You could think about ChatGPT and Gemini as a source of traffic for a vertical like ours, or as a technology we can build into our experience. We think the latter is really where it’s going to go. The average buyer spends six to nine months shopping, sometimes longer, sometimes years on and off. In this category, you are ultimately making a set of trade-offs between what you can afford, what’s available at the time, and all of your lifestyle situations—the commute, the school, the neighborhood. You don’t get to just pick from a shelf of endless supply. 

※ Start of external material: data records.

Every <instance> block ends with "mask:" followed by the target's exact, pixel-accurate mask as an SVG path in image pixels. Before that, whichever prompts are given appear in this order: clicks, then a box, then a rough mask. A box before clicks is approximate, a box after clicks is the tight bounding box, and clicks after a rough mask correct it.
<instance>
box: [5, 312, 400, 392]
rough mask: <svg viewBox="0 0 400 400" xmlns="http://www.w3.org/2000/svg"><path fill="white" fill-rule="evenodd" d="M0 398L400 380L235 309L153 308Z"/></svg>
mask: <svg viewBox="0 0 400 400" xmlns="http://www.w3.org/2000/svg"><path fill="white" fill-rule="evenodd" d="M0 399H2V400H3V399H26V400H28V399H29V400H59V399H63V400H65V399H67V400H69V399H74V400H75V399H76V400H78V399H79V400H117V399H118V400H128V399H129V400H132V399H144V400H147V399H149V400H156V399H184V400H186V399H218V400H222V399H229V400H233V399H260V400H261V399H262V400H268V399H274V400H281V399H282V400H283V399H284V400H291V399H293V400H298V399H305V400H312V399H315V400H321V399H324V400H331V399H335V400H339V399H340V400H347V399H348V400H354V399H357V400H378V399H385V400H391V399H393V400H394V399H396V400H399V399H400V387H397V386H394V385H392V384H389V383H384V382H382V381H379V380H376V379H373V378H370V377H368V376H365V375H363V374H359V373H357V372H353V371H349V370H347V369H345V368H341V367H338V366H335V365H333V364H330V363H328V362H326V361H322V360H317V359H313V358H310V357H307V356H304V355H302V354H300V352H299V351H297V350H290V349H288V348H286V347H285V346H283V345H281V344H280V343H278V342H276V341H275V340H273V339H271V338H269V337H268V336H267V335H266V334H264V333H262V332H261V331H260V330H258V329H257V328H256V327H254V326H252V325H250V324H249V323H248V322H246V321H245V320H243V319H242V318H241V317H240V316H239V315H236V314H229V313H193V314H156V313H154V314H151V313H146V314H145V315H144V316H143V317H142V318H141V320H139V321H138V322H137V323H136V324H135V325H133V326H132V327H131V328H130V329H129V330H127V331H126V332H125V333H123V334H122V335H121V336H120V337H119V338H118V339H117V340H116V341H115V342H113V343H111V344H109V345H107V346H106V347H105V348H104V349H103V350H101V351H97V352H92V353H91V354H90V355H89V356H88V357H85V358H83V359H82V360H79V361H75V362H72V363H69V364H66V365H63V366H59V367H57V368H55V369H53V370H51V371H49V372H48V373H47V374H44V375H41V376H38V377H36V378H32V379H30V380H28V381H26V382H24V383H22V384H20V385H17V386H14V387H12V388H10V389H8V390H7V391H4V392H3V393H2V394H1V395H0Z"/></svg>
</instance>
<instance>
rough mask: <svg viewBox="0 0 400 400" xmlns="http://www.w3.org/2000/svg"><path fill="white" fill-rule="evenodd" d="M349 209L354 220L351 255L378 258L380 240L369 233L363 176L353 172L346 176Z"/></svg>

That’s why you end up hiring really good people to help you figure out how to make those trade-offs and figure out how to make sure you don’t make a financial decision that will cost you, because it’s the biggest financial decision you’ll ever make in your life. When it comes to figuring out the mortgage, figuring out which house to buy, figuring out how to sell your house, we think it will be this interweaving of professionals, professional software, buyers and sellers. And now you’re going to see LLMs [large language models] weave into all that.

Twenty years in the future, what’s the one thing that will be really different about the search and the one thing that will be really different about the actual transaction?

This category doesn’t work like any other category on your phone. You open your phone and you look at shopping and ride-hailing and travel and even wealth management—so much is digital. Real estate doesn’t work that way yet. We’ve made a bunch of progress, but it doesn’t. It’s very analog. It’s very paper based. It’s very asynchronous. We survey consumers every year, and the stat that always sticks out to me is that more than half of homebuyers cry during the process. I’m hopeful that in 20 years, hopefully in less than 20 years, we [can make Zillow into] more of a one-stop shop. It’s smart. It’s personal. It’s just all there for you.